2012 December Design - openmpp/openmpp.github.io GitHub Wiki

About this document

This roadmap and architecture document presented from "model developer" point of view, which imply C++ development process, user aspects of OpenM++ are deliberately excluded. Please refer to OpenM++ user guide pages for additional details.

What is OpenM++

OpenM++ is an open source implementation of the Modgen microsimulation tool created at Statistics Canada. It is not a copy of the Modgen, but a new, functionally equal implementation of publically available Modgen specifications. OpenM++ also has its own important distinct features like portability, scalability and open source, which Modgen does not.
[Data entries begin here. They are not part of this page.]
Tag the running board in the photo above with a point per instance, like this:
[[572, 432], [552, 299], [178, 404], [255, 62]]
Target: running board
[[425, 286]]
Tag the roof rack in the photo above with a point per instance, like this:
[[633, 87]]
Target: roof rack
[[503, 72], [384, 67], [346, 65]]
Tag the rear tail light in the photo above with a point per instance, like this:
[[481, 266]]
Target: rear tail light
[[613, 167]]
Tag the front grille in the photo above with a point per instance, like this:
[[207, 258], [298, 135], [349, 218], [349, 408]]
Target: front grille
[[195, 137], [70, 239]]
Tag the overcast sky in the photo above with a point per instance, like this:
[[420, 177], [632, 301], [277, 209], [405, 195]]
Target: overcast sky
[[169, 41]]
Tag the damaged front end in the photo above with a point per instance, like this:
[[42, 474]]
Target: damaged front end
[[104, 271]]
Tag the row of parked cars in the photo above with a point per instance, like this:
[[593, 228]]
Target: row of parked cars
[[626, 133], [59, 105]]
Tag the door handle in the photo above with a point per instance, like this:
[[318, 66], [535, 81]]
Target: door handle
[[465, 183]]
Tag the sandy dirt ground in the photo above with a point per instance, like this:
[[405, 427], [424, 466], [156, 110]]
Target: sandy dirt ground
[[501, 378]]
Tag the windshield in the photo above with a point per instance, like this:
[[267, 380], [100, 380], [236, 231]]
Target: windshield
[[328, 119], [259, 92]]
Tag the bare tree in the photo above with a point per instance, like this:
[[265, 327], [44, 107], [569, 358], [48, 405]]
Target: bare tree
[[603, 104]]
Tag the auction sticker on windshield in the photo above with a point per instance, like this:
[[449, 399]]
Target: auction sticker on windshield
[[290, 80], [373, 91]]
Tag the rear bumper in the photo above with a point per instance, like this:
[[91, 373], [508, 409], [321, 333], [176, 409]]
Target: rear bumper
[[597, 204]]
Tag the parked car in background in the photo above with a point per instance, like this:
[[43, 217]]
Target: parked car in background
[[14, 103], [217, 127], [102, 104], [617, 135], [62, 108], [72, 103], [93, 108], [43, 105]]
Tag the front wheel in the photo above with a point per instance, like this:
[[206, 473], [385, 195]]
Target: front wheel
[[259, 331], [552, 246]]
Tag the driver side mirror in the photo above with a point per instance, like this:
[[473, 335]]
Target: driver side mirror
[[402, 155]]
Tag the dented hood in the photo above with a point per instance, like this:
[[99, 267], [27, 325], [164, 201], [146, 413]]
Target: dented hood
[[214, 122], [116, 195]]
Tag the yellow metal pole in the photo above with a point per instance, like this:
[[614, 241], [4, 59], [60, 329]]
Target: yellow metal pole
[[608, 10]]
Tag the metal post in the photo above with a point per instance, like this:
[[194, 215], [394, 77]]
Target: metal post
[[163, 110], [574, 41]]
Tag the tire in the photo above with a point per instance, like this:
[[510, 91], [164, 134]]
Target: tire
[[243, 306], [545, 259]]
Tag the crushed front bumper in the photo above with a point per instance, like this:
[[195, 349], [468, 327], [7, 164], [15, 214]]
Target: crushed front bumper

Extensive information on Modgen is available on the Statistics Canada web site at http://www.statcan.gc.ca/microsimulation/modgen/modgen-eng.htm.

OpenM++ Design Basics

Common OpenM++ design principles:

portability: it must work on Windows and Linux, 32 and 64 bit versions
scalability: work on single PC, in cluster or in cloud environment
open source: it is open source product

OpenM++ is portable and scalable:

OpenM++ designed, developed and tested to work on Windows and Linux, in 32 and 64 bits. As result same model can be created and tested on model developer Windows PC and later run on Linux (or Windows) HPC cluster with thousands CPUs.

OpenM++ models are essentially highly parallelizable computational applications and fits very well in HPC cluster environment.

Specific version of cluster environment is to be established during first development phase. However, for the purpose of this design document, we can make a safe assumption cluster environment mean MPI cluster since many of existing HPC clusters, including CopmuteCanada cluster, are MPI-based.

OpenM++ is web-ready and cloud-ready:

It is important to understand, OpenM++ is targeted to provide “software-as-a-service” cloud models for research community. To simplify this roadmap cloud and web details of OpenM++ omitted here. However, OpenM++ cloud capabilities are essential and all control layer, algorithms and data layer components must be designed, developed and tested as cloud-ready.

OpenM++ Architecture

OpenM++ consists of 3 software layers:

layer 1: presentation
layer 2: control
layer 3: algorithms and data and must accommodate to 3 model life-cycle stages:
model design and development stage
model run stage
modeling results analysis stage

Note: Components described below in the order of OpenM++ layers and not in the order of development. For each component priority of the features specified as (pri1), (pri2) and (pri3); that value does NOT correspond to OpenM++ development phases.

Layer 1: OpenM++ presentation layer

Component 1.1: OpenM++ IDE

OpenM++ IDE is desktop GUI application to:

(pri1) edit model parameters
(pri1) view model output results
(pri1) compare parameters of two models (see note below)
(pri2) edit model source file(s) with (p3) syntax highlighting for OpenM++ language (.ompp)
(pri2) compile from .ompp into c++ by invoking OpenM++ compiler, capture error s and warnings
(pri2) compile and debug c++ model code by using GCC or Microsoft c++
(pri2) debug c++ model executable
(pri2) run model on single PC or (p3) submit it to HPC cluster
(pri3) support source control system(s) integration (svn and/or git)
(pri2) provide unit testing functionality

Note1: As an alternative OpenM++ GUI can be split into multiple independent applications with desktop or web UI. In any case it must provide and parameter editing capabilities.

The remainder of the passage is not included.